本発明の多孔質耐熱層の形成方法の一例を示す側面概略図 本発明の多孔質耐熱層の形成方法の一例を示す下面概略図 従来の多孔質耐熱層の形成方法の一例を示す下面概略図
符号の説明
1 グラビアロール
2 塗液
3 合剤層
4 多孔質耐熱層
5 芯材
6 乾燥炉
7 溝
8 制御部
9 塗液槽
10 回転軸

Claims (5)

  1. 活物質を含む合剤層を芯材の上に複数条設けてなる電極フープを走行させ、周面に溝を設けた前記合剤層の条数に対応した数のグラビアロールを前記合剤層と個々に当接させつつその走行方向とは逆向きに回転させることにより、前記合剤層の表面に多孔質耐熱層の前駆体である塗液を塗布する工程を含む多孔質耐熱層の形成方法であって、
    前記合剤層の幅方向の位相変化に相応して、前記グラビアロールを個々に移動させることを特徴とする多孔質耐熱層の形成方法。

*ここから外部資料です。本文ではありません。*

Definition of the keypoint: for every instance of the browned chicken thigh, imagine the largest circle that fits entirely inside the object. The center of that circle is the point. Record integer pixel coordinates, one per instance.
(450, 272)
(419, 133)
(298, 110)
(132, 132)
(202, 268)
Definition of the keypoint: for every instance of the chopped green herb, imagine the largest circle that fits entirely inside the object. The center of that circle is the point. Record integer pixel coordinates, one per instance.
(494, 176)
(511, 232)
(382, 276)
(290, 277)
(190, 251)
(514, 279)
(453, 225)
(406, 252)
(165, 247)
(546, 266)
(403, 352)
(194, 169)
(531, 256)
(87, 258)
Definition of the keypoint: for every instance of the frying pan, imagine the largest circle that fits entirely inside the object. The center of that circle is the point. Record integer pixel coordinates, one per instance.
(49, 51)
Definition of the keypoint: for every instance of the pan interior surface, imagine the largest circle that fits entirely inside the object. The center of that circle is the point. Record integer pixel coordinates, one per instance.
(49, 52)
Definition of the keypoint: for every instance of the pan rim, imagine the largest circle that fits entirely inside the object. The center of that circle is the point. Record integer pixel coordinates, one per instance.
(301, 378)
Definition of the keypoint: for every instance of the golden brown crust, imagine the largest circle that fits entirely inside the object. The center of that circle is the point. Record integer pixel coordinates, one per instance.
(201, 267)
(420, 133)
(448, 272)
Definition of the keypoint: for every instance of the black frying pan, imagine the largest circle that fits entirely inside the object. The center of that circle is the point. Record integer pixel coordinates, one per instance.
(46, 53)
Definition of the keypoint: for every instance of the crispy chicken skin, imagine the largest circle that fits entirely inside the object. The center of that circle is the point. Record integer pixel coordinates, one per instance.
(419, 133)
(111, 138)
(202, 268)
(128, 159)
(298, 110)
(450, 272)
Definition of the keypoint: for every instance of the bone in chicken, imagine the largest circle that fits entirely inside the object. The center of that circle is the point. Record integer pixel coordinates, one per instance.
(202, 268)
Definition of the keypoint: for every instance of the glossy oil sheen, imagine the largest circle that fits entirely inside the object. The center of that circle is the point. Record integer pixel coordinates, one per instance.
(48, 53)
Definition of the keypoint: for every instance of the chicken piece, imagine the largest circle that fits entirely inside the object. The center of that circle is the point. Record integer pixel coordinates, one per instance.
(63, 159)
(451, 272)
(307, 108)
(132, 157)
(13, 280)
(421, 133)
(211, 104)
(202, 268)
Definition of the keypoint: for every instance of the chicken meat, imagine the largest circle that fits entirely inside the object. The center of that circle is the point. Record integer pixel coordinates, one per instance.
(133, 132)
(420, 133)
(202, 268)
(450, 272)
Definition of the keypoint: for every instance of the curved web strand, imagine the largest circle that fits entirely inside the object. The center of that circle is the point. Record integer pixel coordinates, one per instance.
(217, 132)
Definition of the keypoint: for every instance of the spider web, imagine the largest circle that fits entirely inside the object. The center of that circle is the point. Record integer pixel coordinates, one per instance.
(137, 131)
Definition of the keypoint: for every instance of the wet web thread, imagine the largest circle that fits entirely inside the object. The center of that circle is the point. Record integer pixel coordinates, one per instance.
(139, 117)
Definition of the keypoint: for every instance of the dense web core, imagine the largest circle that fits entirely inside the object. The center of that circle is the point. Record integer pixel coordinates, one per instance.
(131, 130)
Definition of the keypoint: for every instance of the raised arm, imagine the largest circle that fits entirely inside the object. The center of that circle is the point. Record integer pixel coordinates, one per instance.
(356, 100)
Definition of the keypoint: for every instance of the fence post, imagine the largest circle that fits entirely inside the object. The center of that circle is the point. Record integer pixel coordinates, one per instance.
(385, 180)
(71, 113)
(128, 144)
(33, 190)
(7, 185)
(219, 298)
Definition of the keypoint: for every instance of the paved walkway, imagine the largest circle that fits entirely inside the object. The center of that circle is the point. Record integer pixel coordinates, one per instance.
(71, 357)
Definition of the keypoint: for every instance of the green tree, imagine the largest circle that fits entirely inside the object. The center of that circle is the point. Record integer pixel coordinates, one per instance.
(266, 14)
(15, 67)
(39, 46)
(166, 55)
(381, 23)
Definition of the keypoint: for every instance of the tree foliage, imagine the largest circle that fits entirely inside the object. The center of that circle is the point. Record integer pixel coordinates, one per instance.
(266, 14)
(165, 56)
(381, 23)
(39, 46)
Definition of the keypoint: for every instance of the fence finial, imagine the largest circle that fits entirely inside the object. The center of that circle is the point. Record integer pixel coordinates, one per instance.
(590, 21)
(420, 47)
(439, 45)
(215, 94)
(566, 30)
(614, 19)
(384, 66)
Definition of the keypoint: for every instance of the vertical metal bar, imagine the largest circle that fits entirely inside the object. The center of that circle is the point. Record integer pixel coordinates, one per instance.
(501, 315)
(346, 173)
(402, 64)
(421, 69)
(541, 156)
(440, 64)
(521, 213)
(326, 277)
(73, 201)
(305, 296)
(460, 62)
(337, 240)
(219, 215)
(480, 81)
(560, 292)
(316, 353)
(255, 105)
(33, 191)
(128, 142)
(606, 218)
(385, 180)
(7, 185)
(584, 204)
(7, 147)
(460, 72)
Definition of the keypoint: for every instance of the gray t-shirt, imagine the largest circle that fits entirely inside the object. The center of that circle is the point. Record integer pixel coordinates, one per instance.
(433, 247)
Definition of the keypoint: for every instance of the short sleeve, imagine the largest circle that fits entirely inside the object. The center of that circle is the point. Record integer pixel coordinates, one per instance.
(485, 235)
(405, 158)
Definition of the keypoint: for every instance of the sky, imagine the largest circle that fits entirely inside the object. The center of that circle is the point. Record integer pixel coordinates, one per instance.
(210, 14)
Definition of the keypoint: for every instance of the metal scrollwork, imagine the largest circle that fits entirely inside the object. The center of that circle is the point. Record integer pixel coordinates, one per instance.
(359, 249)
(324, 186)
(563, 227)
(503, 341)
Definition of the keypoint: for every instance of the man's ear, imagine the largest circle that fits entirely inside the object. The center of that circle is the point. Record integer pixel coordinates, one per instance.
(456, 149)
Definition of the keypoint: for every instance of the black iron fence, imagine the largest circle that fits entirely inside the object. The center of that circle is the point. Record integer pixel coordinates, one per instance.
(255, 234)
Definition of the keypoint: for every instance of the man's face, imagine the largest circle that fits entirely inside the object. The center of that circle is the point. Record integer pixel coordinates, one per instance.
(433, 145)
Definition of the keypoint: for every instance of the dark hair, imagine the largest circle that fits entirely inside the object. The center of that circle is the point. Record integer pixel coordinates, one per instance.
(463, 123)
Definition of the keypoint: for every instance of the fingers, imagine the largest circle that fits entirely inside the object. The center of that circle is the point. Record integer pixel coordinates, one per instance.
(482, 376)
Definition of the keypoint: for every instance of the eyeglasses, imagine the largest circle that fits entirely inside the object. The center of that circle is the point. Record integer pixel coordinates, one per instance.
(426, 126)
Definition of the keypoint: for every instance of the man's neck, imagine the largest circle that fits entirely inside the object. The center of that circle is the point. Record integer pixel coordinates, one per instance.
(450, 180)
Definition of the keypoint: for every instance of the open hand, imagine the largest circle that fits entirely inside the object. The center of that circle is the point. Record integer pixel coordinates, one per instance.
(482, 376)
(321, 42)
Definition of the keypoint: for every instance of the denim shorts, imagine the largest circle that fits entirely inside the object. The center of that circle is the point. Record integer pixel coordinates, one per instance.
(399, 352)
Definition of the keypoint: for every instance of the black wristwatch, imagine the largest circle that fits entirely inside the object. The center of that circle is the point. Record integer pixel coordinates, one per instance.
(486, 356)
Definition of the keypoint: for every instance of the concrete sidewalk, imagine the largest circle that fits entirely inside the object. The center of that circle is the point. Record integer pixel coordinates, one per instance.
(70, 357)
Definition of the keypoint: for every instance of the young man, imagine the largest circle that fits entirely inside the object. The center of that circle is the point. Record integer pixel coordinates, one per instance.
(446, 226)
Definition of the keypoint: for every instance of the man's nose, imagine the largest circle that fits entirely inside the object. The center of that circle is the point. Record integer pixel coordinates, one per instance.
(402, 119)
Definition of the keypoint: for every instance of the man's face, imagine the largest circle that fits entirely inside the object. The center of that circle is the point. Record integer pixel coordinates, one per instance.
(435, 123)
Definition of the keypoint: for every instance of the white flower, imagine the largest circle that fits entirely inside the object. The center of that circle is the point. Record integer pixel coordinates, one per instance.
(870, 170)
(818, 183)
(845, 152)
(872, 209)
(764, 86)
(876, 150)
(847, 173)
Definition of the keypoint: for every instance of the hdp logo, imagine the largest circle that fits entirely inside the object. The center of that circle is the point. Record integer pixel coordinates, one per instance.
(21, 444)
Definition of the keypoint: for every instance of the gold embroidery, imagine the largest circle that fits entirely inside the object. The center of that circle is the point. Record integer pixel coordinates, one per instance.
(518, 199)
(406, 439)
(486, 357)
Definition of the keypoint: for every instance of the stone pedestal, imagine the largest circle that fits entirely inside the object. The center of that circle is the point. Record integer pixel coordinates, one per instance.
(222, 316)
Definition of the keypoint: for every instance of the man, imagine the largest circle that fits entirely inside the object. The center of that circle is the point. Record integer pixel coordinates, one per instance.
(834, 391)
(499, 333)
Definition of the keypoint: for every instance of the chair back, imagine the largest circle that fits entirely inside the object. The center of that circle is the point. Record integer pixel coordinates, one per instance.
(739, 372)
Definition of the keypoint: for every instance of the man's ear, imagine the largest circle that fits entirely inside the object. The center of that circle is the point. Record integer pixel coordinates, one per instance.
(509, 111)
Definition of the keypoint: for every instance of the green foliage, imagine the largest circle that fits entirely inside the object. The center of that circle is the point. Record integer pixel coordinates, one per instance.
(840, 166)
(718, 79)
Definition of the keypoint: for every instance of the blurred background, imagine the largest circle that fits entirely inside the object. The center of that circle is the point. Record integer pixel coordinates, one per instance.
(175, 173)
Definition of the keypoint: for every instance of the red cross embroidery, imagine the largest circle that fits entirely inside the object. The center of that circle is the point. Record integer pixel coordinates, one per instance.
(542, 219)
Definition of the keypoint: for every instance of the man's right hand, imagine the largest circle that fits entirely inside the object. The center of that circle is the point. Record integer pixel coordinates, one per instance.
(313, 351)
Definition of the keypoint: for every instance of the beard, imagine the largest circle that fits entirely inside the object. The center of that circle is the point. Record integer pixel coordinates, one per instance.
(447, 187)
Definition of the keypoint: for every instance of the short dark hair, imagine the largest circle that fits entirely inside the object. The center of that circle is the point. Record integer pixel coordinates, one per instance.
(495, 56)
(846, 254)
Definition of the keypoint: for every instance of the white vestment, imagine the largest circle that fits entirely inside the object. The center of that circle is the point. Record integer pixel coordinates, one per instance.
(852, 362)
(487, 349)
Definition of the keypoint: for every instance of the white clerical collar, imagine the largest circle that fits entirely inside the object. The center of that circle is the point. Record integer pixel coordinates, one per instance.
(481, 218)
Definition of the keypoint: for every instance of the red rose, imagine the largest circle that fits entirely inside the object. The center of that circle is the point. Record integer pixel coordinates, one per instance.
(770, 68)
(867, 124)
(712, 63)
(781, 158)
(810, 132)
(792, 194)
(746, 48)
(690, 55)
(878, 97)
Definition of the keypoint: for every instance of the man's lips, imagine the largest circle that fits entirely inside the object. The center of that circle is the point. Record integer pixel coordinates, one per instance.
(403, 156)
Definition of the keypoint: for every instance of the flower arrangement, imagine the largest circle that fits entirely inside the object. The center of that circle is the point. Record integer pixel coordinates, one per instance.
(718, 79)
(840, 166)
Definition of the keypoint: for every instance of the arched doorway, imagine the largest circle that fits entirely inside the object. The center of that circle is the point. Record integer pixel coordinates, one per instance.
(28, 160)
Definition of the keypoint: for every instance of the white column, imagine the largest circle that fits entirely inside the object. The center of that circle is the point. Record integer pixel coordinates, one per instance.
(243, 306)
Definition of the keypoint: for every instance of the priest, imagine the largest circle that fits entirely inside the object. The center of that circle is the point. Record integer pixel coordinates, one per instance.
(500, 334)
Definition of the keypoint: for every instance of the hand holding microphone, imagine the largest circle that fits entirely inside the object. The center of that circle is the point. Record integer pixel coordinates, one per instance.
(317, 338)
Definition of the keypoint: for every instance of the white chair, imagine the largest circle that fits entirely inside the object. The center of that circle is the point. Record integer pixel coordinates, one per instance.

  2. 前記塗液を収容する塗液槽を前記グラビアロールに対し個々に設けることを特徴とする、請求項1記載の多孔質耐熱層の形成方法。
  3. 前記塗液に無機酸化物フィラーを含ませたことを特徴とする、請求項2記載の多孔質耐熱層の形成方法。
  4. 活物質を含む合剤層を芯材の上に複数条設けてなる電極フープの表面に、合剤層の条数に対応した数の多孔質耐熱層を形成する多孔質耐熱層の形成装置であって、
    前記電極フープを一定方向に走行させる駆動部と、
    前記合剤層の幅方向の位相変化を検知する検知部と、
    前記多孔質耐熱層の前駆体である塗液を収容する塗液槽と、
    複数条の溝を有し、かつ前記電極フープの走行方向とは逆向きに回転することで、前記塗液槽に収容された前記塗液をこの溝に沿わせて前記合剤層の表面に塗布する機能を有する複数のグラビアロールと、
    前記検知部が検知した前記合剤層の幅方向の位相変化に相応して、前記グラビアロールの当接位置を変化させる制御部と、
    前記合剤層の表面に塗布された前記塗液を乾燥させる乾燥部と、
    を有することを特徴とする多孔質耐熱層の形成装置。
  5. 前記塗液槽を前記グラビアロールに対し個々に設けることを特徴とする、請求項4記載の多孔質耐熱層の形成装置。